Paulo Veiga apoiava Francisco Rodrigues dos Santos, enquanto líder do CDS, mas “o boicote” de que ‘Chicão’ foi alvo, por “pessoas do próprio partido”, explicam, segundo este ex-deputado democrata-cristão, aquilo “em que se tornou o CDS”. Foram essas ‘guerras’ internas que o afastaram do partido; a eleição de Nuno Melo foi ‘a gota de água’. “Não me senti confortável para continuar [no CDS].
“Sou um conservador nos costumes e defende a economia social de mercado”, descreve-se Paulo Veiga. As características deste economista podem ‘chocar’ com outros militantes do Chega, mas o ex-parlamentar do CDS considera que “isso é normal”. “No CDS, também havia pessoas com características diversas”, defende.
O Chega é “o sítio onde, neste momento, me sinto mais à vontade”. “Não reconheço que seja um partido radical, racista, xenófobo, homofóbico… Não!”, afirma. “Basta ver e ouvir as intervenções que têm sido aqui feitas [na VI Convenção Nacional], não se vê nada disto”, defende. A própria experiência é dada como aval: “Tenho amigos de cor, nunca fui racista ou xenófobo… Isso é algo que não sou, nunca foi… Não gosto”, diz.

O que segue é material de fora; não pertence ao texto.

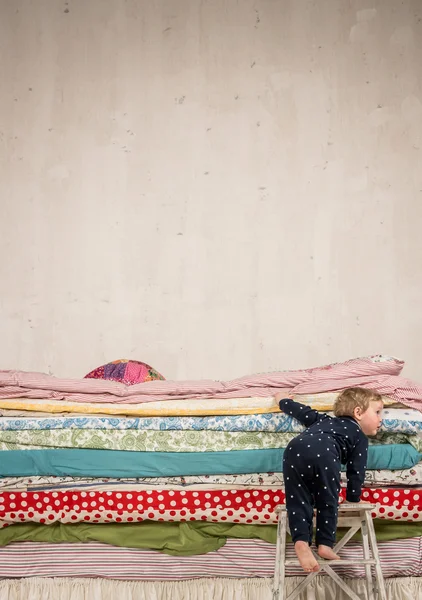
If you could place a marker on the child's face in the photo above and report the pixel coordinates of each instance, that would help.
(370, 420)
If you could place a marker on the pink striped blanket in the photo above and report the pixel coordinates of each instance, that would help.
(374, 372)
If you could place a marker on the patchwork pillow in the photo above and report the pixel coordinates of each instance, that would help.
(125, 371)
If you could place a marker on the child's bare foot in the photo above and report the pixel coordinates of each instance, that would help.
(307, 560)
(327, 552)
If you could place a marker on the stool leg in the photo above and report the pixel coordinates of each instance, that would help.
(279, 591)
(382, 595)
(367, 556)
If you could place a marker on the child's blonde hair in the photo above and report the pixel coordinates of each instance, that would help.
(349, 399)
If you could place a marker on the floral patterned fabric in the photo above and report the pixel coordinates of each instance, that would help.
(394, 420)
(125, 371)
(164, 441)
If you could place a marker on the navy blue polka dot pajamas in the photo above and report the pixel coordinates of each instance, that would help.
(311, 469)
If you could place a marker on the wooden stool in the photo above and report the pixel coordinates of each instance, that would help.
(355, 516)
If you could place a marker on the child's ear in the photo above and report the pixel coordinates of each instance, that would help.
(357, 412)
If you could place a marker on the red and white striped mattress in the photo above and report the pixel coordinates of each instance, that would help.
(222, 505)
(238, 558)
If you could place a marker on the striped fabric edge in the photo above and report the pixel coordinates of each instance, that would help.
(238, 558)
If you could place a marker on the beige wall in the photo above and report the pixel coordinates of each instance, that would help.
(217, 187)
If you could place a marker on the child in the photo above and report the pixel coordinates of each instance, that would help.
(311, 466)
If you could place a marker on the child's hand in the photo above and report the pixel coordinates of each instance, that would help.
(281, 396)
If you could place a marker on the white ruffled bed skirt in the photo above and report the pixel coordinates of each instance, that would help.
(322, 588)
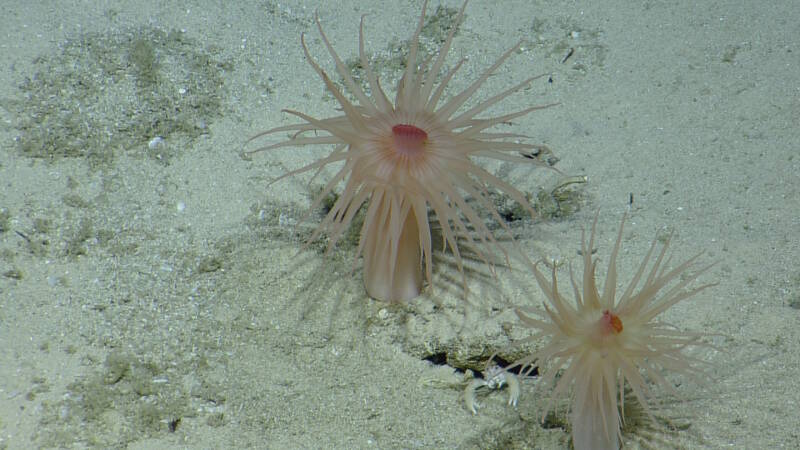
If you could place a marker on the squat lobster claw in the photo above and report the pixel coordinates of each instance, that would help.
(493, 378)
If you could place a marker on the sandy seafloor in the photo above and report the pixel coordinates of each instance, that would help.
(154, 297)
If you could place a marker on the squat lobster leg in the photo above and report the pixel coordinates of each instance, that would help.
(494, 378)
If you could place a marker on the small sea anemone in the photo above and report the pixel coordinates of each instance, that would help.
(602, 341)
(404, 157)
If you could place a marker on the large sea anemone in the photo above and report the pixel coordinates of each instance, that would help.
(405, 157)
(602, 341)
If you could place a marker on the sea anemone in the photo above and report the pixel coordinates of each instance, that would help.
(602, 341)
(402, 158)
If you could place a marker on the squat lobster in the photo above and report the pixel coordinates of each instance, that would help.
(493, 378)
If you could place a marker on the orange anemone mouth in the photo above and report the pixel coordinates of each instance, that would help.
(611, 323)
(408, 141)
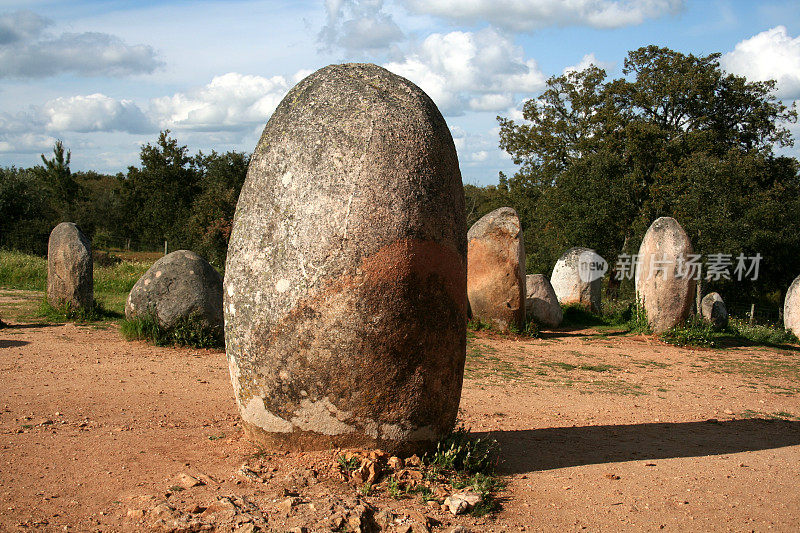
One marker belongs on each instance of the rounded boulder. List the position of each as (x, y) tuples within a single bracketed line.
[(791, 307), (664, 285), (541, 302), (496, 269), (345, 285), (713, 310), (70, 276), (574, 287), (180, 285)]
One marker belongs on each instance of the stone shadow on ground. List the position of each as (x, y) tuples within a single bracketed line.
[(530, 450), (5, 343)]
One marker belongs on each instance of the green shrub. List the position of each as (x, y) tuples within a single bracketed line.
[(188, 331), (530, 329), (460, 453), (476, 324), (693, 332), (119, 278), (637, 318), (577, 315), (29, 272), (23, 271), (65, 312), (761, 334)]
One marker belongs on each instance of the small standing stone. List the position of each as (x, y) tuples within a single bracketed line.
[(496, 269), (179, 285), (791, 307), (713, 310), (345, 280), (664, 286), (570, 287), (69, 268), (541, 302)]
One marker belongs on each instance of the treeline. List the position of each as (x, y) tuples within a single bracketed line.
[(186, 200), (599, 159)]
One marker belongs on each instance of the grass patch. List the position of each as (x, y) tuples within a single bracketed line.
[(621, 316), (66, 312), (764, 335), (469, 462), (23, 271), (190, 331), (762, 368), (112, 282), (459, 452), (693, 332)]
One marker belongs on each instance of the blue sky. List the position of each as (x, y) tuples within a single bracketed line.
[(106, 76)]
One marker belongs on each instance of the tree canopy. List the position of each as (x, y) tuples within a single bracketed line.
[(600, 159)]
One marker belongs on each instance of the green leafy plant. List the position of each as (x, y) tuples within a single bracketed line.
[(366, 489), (393, 488), (761, 334), (66, 312), (188, 331), (348, 465), (461, 453), (476, 324), (693, 332), (529, 329), (637, 321)]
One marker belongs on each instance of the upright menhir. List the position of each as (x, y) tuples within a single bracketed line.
[(345, 286), (70, 275)]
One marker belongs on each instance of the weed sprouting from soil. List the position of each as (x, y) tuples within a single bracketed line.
[(461, 453), (189, 331), (762, 334), (66, 312), (693, 332)]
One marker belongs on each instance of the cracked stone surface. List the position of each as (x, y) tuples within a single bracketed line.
[(345, 287), (69, 267), (179, 285), (666, 294)]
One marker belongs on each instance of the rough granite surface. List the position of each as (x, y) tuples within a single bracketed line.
[(666, 294), (496, 269), (70, 275), (345, 286), (568, 285), (179, 285)]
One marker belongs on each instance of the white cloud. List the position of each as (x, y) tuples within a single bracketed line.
[(230, 102), (95, 112), (465, 70), (518, 15), (26, 143), (358, 26), (771, 54), (20, 25), (27, 52)]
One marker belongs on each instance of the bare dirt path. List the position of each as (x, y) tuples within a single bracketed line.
[(599, 433)]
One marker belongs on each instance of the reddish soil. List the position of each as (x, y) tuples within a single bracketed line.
[(598, 432)]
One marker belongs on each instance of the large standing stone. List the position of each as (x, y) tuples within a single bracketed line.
[(713, 310), (541, 302), (70, 278), (345, 285), (570, 286), (496, 269), (663, 288), (178, 286), (791, 307)]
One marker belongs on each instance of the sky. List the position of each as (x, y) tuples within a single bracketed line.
[(105, 76)]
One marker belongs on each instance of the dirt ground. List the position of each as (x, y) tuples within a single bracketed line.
[(599, 432)]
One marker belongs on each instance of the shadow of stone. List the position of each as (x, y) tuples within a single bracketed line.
[(531, 450)]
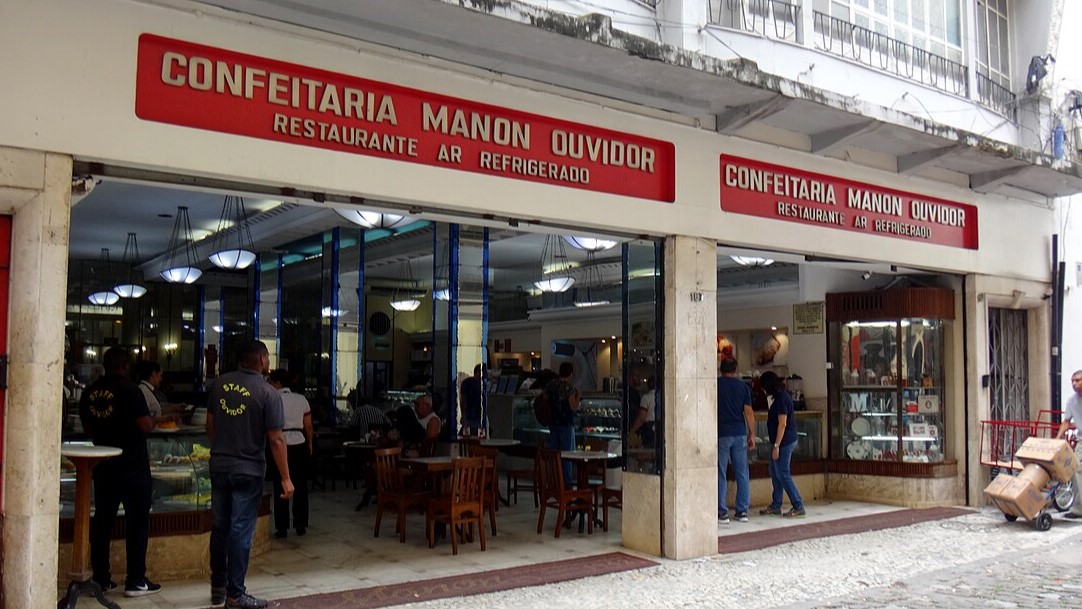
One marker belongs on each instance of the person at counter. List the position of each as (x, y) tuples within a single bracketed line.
[(115, 413), (781, 428), (563, 399), (299, 445), (470, 399)]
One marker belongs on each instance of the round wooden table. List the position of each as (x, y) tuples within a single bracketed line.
[(84, 457)]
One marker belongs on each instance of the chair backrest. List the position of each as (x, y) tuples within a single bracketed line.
[(387, 477), (467, 479), (552, 473)]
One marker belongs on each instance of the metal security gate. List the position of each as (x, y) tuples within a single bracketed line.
[(1008, 365)]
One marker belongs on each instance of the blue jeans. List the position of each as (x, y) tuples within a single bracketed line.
[(563, 438), (235, 504), (782, 478), (734, 448)]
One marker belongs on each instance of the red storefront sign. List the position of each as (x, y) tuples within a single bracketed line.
[(201, 87), (781, 193)]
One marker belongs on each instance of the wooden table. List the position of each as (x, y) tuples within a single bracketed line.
[(582, 460), (84, 457)]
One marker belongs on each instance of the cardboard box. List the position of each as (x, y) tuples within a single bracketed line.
[(1054, 455), (1036, 474), (1016, 495)]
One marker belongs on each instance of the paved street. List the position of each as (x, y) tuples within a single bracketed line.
[(974, 560)]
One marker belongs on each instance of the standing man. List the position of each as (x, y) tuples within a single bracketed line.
[(1072, 413), (564, 401), (243, 414), (115, 413), (470, 399), (736, 436)]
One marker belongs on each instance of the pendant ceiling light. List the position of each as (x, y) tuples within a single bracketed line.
[(233, 241), (590, 288), (752, 261), (374, 219), (555, 267), (180, 266), (406, 299), (590, 243), (100, 277), (130, 285)]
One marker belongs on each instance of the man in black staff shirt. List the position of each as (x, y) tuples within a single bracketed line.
[(115, 413), (243, 414)]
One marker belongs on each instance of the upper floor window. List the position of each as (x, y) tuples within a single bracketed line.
[(993, 41), (932, 25)]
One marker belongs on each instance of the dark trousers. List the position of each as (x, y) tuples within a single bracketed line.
[(298, 457), (113, 488)]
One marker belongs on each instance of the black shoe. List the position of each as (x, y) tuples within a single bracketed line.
[(245, 601), (216, 595), (142, 588)]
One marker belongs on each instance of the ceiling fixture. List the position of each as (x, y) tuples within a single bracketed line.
[(374, 219), (131, 287), (406, 300), (182, 269), (233, 241), (590, 243), (97, 295), (590, 294), (555, 267), (752, 261)]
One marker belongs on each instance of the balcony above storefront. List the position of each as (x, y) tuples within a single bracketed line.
[(592, 57)]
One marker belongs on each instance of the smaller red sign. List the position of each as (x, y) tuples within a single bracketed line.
[(180, 82), (780, 193)]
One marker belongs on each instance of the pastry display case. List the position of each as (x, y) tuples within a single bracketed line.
[(887, 381)]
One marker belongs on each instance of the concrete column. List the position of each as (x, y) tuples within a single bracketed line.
[(36, 187), (689, 480)]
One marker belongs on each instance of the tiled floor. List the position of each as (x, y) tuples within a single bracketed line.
[(340, 553)]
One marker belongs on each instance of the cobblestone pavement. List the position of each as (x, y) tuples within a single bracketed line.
[(974, 560)]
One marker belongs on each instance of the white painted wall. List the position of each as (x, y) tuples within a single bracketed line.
[(77, 97)]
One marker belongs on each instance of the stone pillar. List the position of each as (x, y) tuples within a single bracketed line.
[(36, 188), (689, 480)]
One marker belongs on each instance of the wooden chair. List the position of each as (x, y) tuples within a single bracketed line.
[(491, 480), (391, 492), (555, 494), (463, 506)]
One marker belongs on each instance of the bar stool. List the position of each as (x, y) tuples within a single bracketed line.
[(84, 457)]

E o futuro? “Depende. Faço política porque gosto, porque quero ajudar… Tenho experiência, se o Chega quiser contar comigo, bem, estou disponível para ajudar”, afirma.
Resta saber se, nas próximas semanas, mais descontentes dos partido à direita engrossam as fileiras do Chega. Pelos corredores da Convenção Nacional, há quem sussurre existirem muitos mais candidatos para a seleção feita, em exclusivo, pelo dedo do “treinador” André Ventura.